Abseits des Lichts – Über das Wesen des Bösen II

ClausAllgemein

Das physische Böse, auch Übel genannt, das moralische Böse, das aus der Wahlfreiheit des Menschen resultiert und das kulturell verdichtete, in Strukturen eingebrannte Böse repräsentieren die in der Welt sichtbaren Wesenheiten. Wir können sie uns als allgegenwärtige Erscheinungen bis zu einem gewissen Grade erklären. Anders stellt sich das beim metaphysischen Bösen dar.

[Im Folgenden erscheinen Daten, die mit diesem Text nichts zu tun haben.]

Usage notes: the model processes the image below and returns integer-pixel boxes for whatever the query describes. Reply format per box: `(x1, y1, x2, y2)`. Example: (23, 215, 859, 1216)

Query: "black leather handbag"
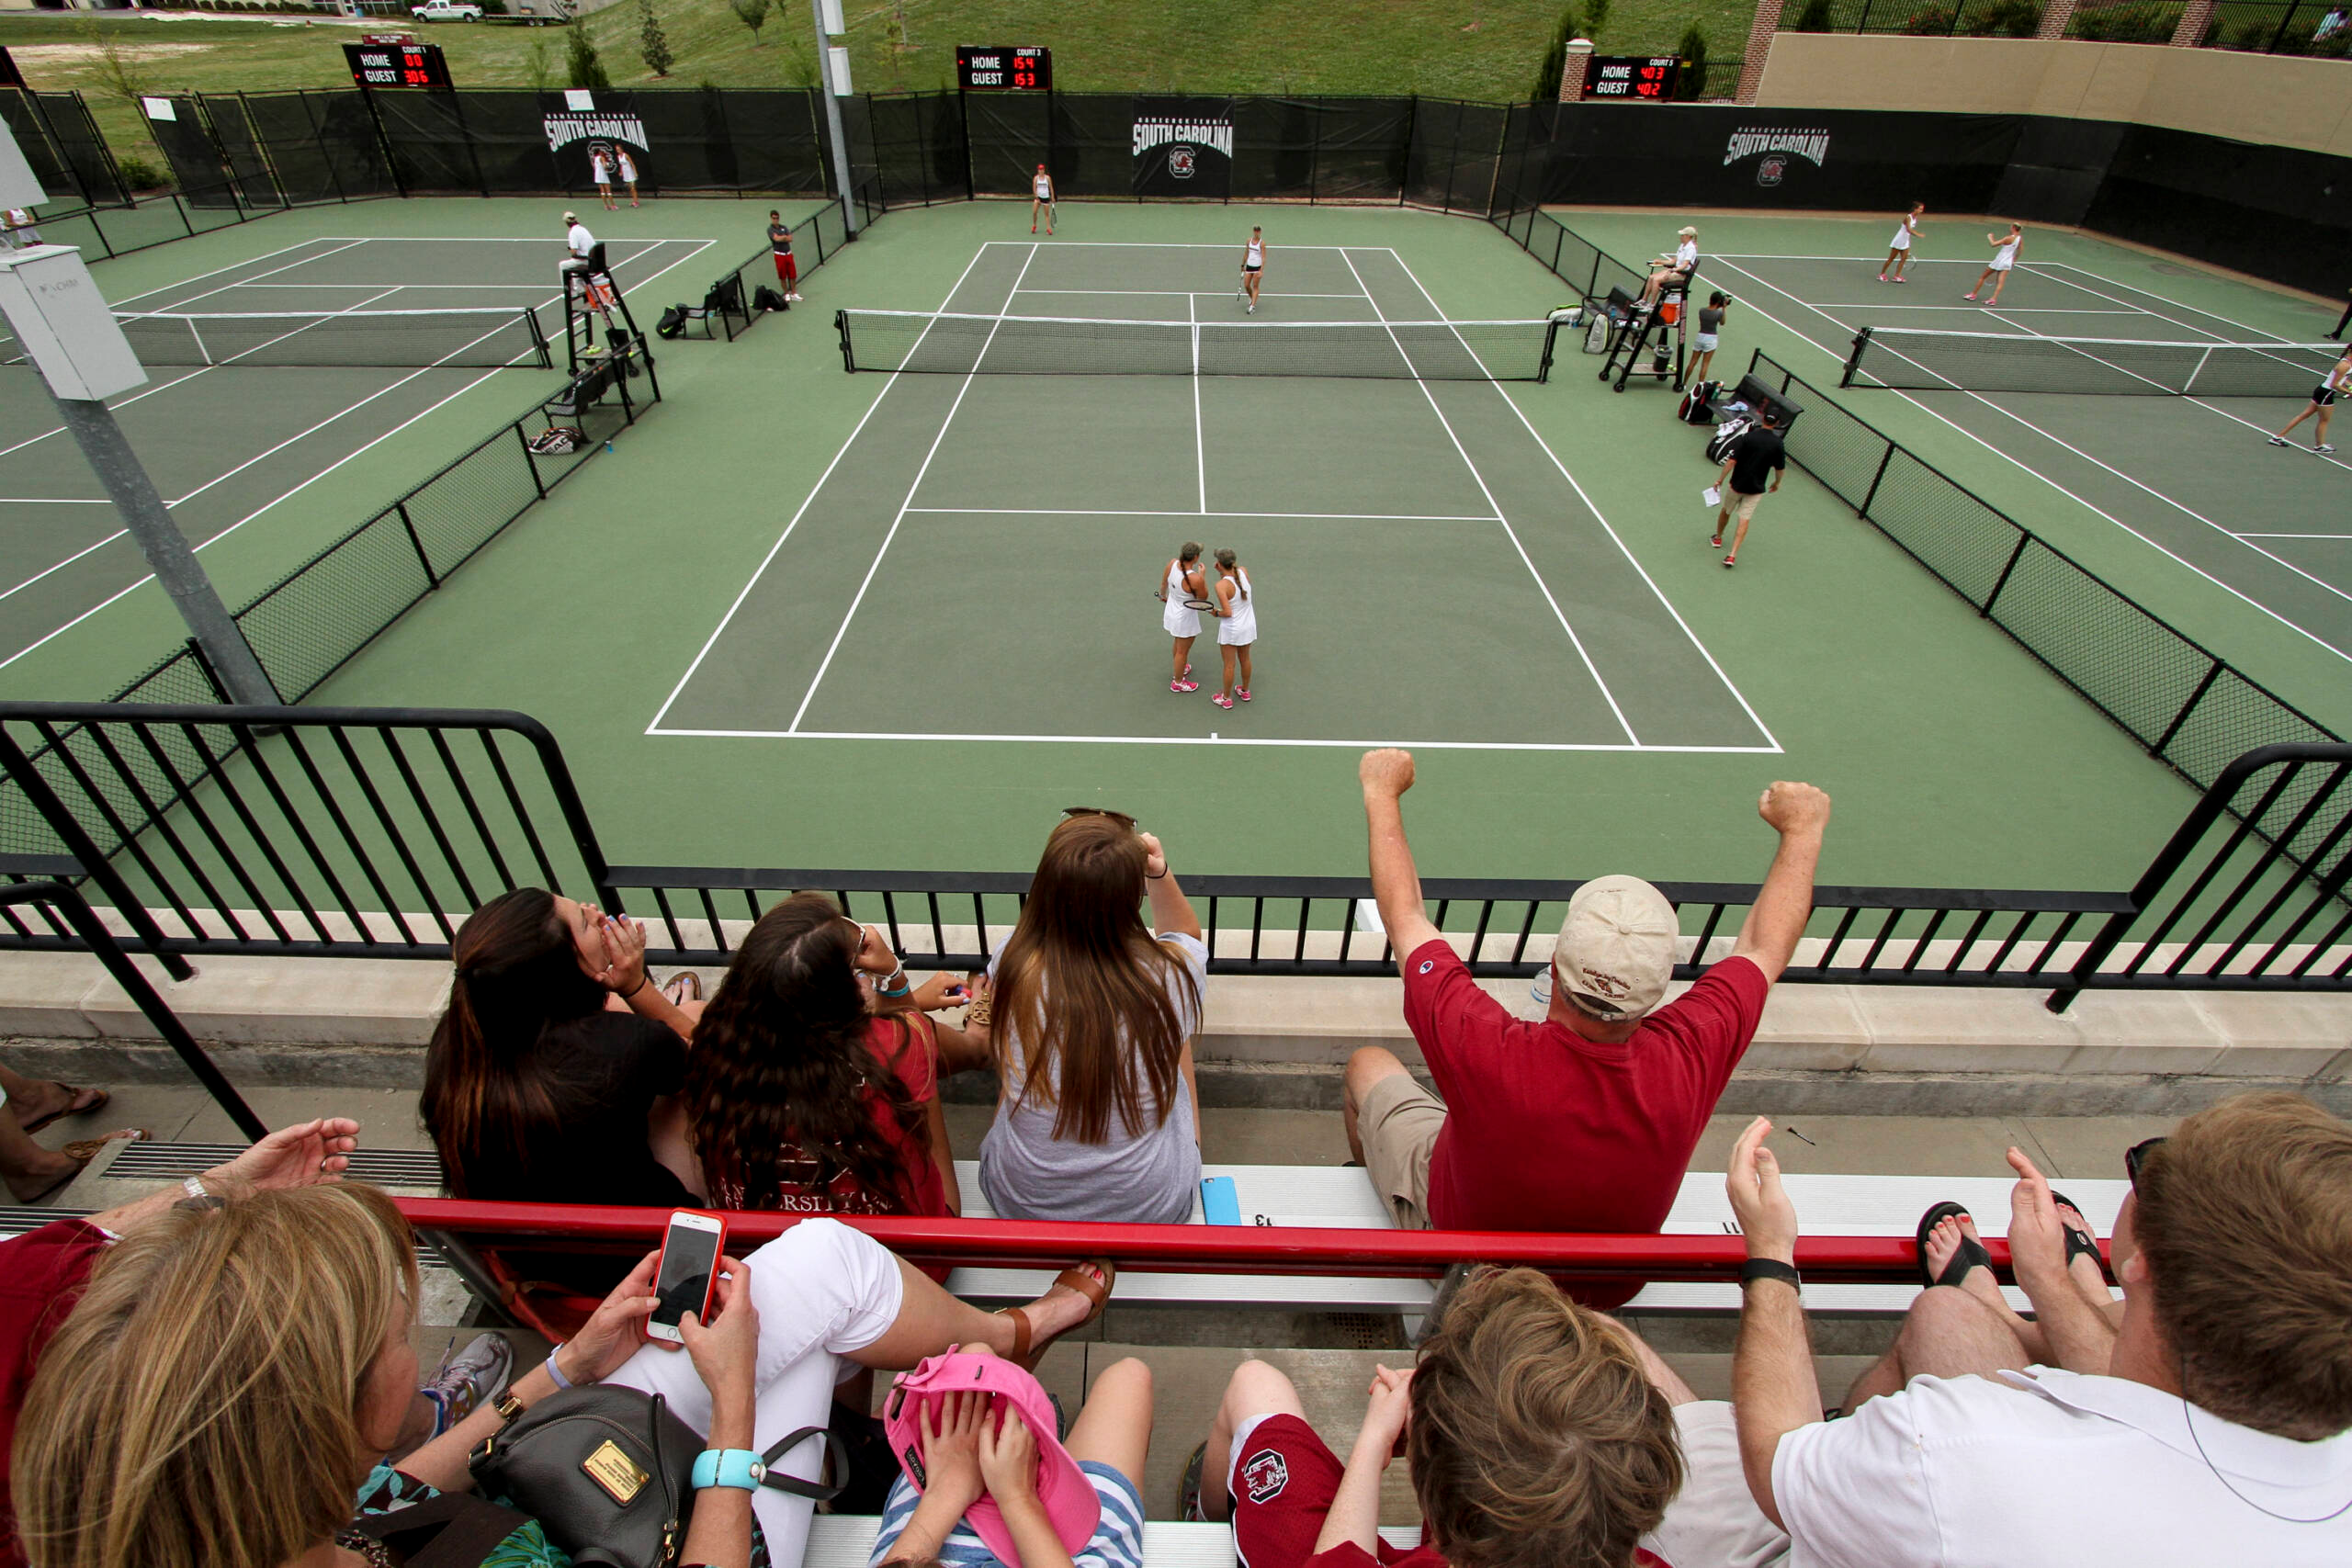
(471, 1385, 847, 1568)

Die Auffassung, dass das Böse keine eigene Wesenheit, ja nichts außerhalb der menschlichen Natur sei und seine Ursachen deshalb nur im Menschen selber gefunden werden können, ist weit verbreitet. Sie reicht bis in die Theologie, und beherrscht den wissenschaftlichen, philosophischen und psychologischen Diskurs, so er denn überhaupt stattfindet. Gut und Böse lediglich als ein Eigenschaftsfeld des Menschen zu sehen, nur weil wir als Gattung diese Energien erfahren und sie differenzieren können, scheint mir jedoch eine typisch anthropozentrische Simplifizierung und damit Verdunkelung zu sein. Und damit zeitigt das sogenannte Böse wohl einen eigenen Triumph. Er hilft wesentlich, dass es im Unerkannten wirken kann.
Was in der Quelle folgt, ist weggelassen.